Like most players this RWC who have been banned for high shots to the head, Aki received a six-week ban that was reduced to three, and that is understandable as it was not the worst offence this RWC. However, compared to the three-week bans that Italian props Andrea Lovotti and Nicola Quaglio received for a tip tackle on Duane Vermeulen, it does seem strange.


While that was a different tackle, and therefore harder to compare, the USA’s John Quill equally received a three-week ban for his high tackle to Owen Farrell.

In both cases, Farrell and Vermeulen were able to play on, which opens the debate as to whether the outcome should have a bearing on the decision. While Aki’s tackle had worse effects, there was no malice, or certainly far less than the other two offences.

Conversely, the fact that England centre Piers Francis received no ban for a high tackle that was missed against USA fullback Will Hooley has also left some fans questioning the entire process.

This has been the reaction:


On reflection, this ban perhaps highlights where World Rugby went wrong when banning the Italian props.

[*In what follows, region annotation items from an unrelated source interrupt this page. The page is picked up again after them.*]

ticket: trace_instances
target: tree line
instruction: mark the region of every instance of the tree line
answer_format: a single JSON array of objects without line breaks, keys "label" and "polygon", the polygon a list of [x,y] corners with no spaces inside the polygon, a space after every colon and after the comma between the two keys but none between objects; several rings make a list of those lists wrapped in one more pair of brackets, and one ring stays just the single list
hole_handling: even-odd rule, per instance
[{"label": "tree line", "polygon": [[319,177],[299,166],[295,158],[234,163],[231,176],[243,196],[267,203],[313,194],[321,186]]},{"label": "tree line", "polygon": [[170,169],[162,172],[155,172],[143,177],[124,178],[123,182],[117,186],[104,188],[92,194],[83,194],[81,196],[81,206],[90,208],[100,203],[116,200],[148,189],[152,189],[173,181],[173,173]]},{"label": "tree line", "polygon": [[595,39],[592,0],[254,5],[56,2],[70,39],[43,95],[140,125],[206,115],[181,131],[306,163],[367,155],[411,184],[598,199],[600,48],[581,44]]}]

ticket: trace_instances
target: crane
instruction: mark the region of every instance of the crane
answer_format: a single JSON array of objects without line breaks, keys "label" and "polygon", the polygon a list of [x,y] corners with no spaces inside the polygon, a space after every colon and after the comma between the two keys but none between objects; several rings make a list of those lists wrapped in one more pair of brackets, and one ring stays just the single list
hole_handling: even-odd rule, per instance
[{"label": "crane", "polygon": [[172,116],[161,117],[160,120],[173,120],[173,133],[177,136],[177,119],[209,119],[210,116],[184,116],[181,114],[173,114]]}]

Aki’s ban seems in line with many other players who have committed dangerous tackles without malice so far this RWC. Realistically, Lovotti and Quaglio can deem themselves extremely lucky rather than Aki see himself as unlucky after this ordeal.

Even with 14 men for over 40 minutes, Ireland were too strong for Samoa at the Level-5 Stadium, as they won 47-5. They face the All Blacks in the quarter-final, but will be without their bulldozing centre.